The other idea that always occurs to me is the suspicion that I have an inner Bartleby. (Can I comfort myself that everyone does?) Deferring preferences can be an easier default than creating a positive vision for oneself: “Not sure I want to do that… Or that… Not feeling very confident about that… Almost that, but… not quite. I would prefer not to.” How many people’s progress through life seems gentle — almost as though it is dictated more by gravitational pull than by will, or preference.

As a college student, the tale interested me intellectually. I wanted to “figure it out,” a desire available mostly because it never occurred to me that a story could be forever baffling and inconclusive. Still less would it have occurred to me that I would like a baffling, inconclusive story.
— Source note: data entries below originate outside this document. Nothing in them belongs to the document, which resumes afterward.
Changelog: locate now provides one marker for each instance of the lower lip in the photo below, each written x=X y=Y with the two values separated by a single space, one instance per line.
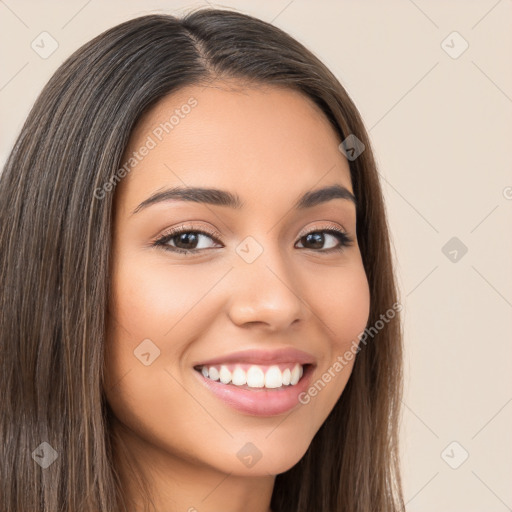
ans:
x=260 y=401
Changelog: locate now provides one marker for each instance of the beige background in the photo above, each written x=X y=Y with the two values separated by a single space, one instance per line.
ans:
x=442 y=131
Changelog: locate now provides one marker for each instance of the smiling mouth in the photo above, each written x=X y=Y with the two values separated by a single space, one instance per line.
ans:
x=253 y=376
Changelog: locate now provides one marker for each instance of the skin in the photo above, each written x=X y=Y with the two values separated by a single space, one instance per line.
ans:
x=269 y=145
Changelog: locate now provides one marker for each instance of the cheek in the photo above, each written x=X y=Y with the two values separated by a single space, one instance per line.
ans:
x=342 y=301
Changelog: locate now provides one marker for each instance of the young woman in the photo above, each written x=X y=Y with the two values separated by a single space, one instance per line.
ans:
x=198 y=304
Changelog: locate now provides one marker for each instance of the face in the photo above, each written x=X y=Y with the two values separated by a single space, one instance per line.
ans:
x=194 y=283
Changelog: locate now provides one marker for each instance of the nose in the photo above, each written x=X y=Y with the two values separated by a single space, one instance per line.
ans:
x=266 y=292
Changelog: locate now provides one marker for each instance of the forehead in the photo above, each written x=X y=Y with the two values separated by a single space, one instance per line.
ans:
x=262 y=141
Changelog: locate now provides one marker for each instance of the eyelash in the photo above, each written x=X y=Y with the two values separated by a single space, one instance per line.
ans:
x=344 y=238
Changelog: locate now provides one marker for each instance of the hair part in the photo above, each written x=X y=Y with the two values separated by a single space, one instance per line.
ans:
x=55 y=261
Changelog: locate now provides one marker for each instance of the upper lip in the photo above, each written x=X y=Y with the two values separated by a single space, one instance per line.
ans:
x=263 y=357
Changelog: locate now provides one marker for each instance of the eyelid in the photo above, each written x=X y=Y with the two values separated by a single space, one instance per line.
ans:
x=160 y=240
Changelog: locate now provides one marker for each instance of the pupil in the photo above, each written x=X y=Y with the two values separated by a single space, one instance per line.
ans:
x=183 y=238
x=316 y=238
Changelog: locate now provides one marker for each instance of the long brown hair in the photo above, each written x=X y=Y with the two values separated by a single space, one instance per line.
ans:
x=55 y=240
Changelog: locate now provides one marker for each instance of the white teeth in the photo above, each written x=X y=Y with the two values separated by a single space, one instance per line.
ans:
x=239 y=378
x=295 y=374
x=255 y=377
x=273 y=377
x=224 y=375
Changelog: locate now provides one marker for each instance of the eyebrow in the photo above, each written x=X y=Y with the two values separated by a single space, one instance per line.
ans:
x=219 y=197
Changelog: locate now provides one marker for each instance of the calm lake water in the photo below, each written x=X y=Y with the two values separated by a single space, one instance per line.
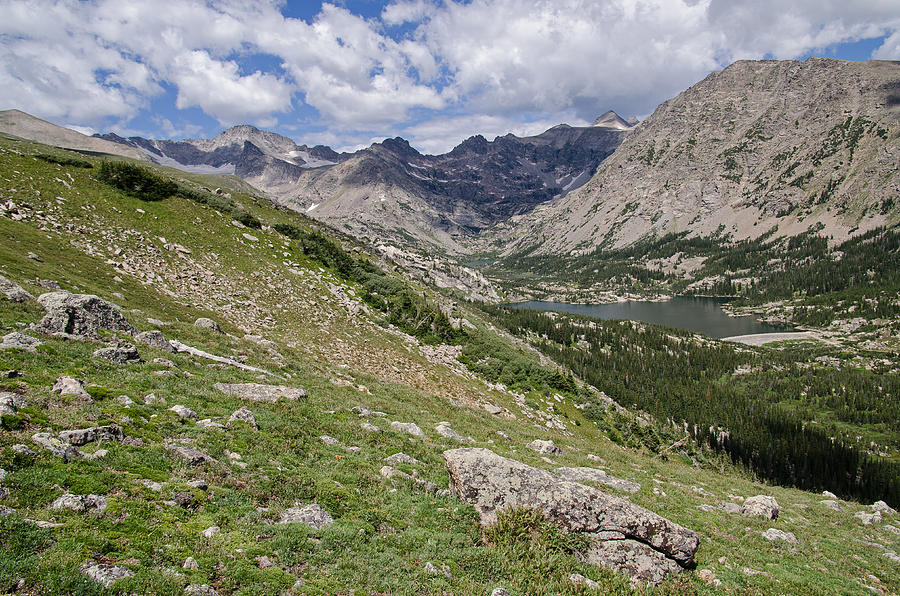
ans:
x=702 y=315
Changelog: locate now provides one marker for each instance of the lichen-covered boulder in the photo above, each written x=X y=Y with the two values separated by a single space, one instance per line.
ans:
x=623 y=535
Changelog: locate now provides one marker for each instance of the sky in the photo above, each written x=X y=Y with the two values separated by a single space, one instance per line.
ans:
x=349 y=73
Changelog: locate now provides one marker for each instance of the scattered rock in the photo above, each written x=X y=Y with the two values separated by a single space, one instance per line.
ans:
x=402 y=458
x=89 y=435
x=121 y=354
x=14 y=291
x=71 y=386
x=193 y=456
x=831 y=504
x=583 y=475
x=773 y=534
x=408 y=427
x=80 y=503
x=580 y=580
x=882 y=507
x=183 y=412
x=243 y=414
x=544 y=447
x=762 y=506
x=624 y=535
x=20 y=341
x=105 y=574
x=155 y=339
x=80 y=316
x=257 y=392
x=868 y=518
x=190 y=564
x=311 y=515
x=56 y=446
x=204 y=323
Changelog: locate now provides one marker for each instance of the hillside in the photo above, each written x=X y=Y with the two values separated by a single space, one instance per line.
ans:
x=755 y=146
x=159 y=474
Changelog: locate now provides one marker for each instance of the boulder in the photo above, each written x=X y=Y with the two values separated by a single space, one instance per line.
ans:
x=14 y=291
x=257 y=392
x=183 y=412
x=20 y=341
x=121 y=354
x=762 y=506
x=70 y=386
x=155 y=339
x=56 y=446
x=105 y=574
x=772 y=535
x=594 y=475
x=204 y=323
x=408 y=427
x=492 y=483
x=84 y=436
x=243 y=414
x=544 y=447
x=80 y=503
x=80 y=316
x=193 y=456
x=311 y=515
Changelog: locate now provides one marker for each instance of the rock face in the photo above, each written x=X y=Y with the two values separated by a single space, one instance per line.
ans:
x=623 y=535
x=257 y=392
x=311 y=515
x=752 y=146
x=14 y=291
x=80 y=316
x=20 y=341
x=583 y=475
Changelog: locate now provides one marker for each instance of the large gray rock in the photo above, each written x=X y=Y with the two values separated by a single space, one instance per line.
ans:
x=105 y=574
x=20 y=341
x=56 y=446
x=594 y=475
x=80 y=316
x=121 y=354
x=71 y=386
x=311 y=515
x=545 y=447
x=257 y=392
x=14 y=291
x=84 y=436
x=762 y=506
x=155 y=339
x=492 y=483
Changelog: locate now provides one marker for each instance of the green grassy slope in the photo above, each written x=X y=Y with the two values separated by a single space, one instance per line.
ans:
x=176 y=260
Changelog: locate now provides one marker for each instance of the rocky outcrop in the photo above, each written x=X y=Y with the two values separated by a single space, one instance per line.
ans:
x=257 y=392
x=623 y=535
x=80 y=316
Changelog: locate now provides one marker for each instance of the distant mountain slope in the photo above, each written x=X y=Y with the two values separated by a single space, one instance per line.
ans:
x=390 y=191
x=26 y=126
x=753 y=146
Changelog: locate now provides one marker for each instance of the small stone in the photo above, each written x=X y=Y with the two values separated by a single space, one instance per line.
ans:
x=205 y=323
x=772 y=534
x=580 y=580
x=544 y=447
x=243 y=415
x=183 y=412
x=408 y=427
x=105 y=574
x=311 y=515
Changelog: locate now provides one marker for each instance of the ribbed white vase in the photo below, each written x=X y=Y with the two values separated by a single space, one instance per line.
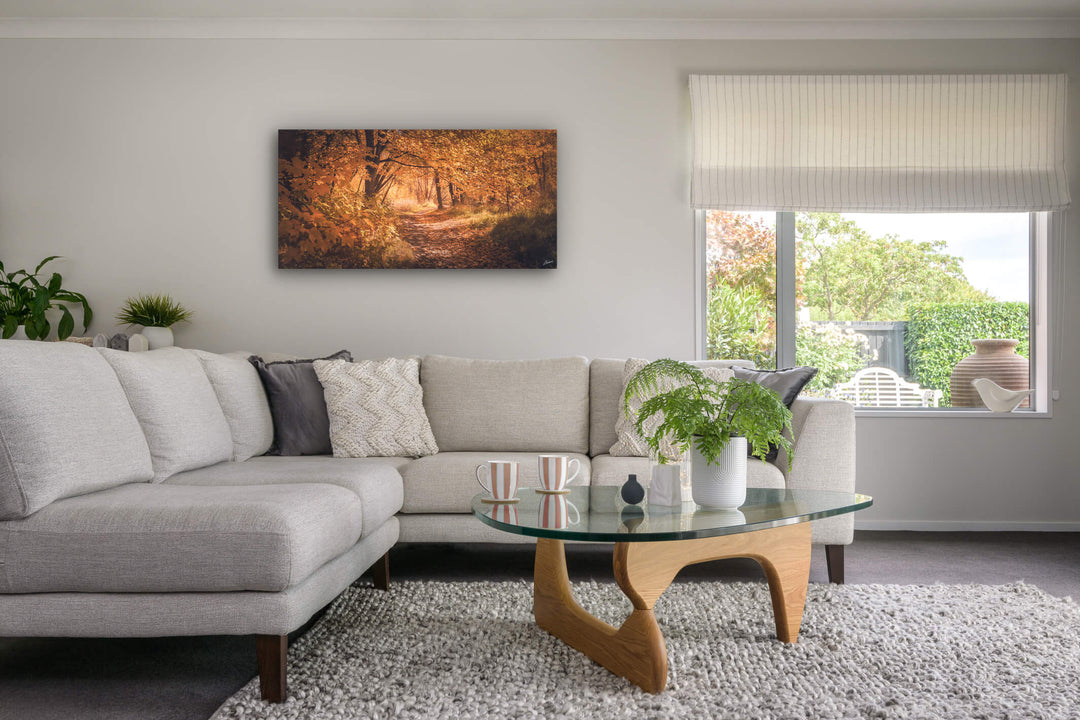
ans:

Yet I do. I enjoy returning to stories for just this reason. They, and I, grow in our relationship. My appreciation for Melville’s Bartleby is deeper now; Bartleby’s bewildering paralysis, and his employer’s ultimately unsuccessful compassion, touch my heart. “Ah, Bartleby,” the narrator laments at the end, “Ah, humanity!” On a much smaller scale than Moby Dick, Bartleby the Scrivener gives us a glimpse of the same world, one in which our human experience skates on the infinite. One need look no further than the human heart.

There is actually a Librivox recording of the entire book here. The full text of the story is also available online here.

5 Comments

    • Janet

      That was a momentous class in several ways, wasn’t it? You met Steve. I was captured by literary study. And I made one of my favorite friends. :-) Someday we will hang out again!

  • Barbara H.

    I don’t think I have ever heard of this one. I tend not to like “baffling, inconclusive stories,” but I can see the appeal of both trying to figure it out plus thinking about it different ways at different readings. I think I have an inner Bartleby, too. I’m not sure that’s a good thing. Whatever his reasons were for “preferring not to,”mine tend to emanate from either indecision or procrastination or a soft rebellion. It wasn’t until my husband and I worked with a children’s ministry years ago that I realized there even was such a thing as soft rebellion. Usually when we think “rebellious,” we picture folded arms, stamping feet, frowns, and harsh words. But we had one little girl there then who would very sweetly refuse to do anything we asked her. Then that spilled over into other kids not wanting to do what was asked. Argh! And, funny, but I can’t remember now how we handled it. I think this usually happened at game time, and I think we eventually sent her off with someone else so she didn’t have to participate but wouldn’t drag half the other kids into not wanting to participate as well. I’m not sure why she refused – I don’t think it was because she couldn’t or felt awkward about her abilities to play (one of my own reasons for not liking game times in such settings). She had a bit of a glint in her eye while refusing, even while she spoke sweetly. Anyway – I can tend to avoid doing what I don’t want to do not by screaming and protesting but by…just not doing it.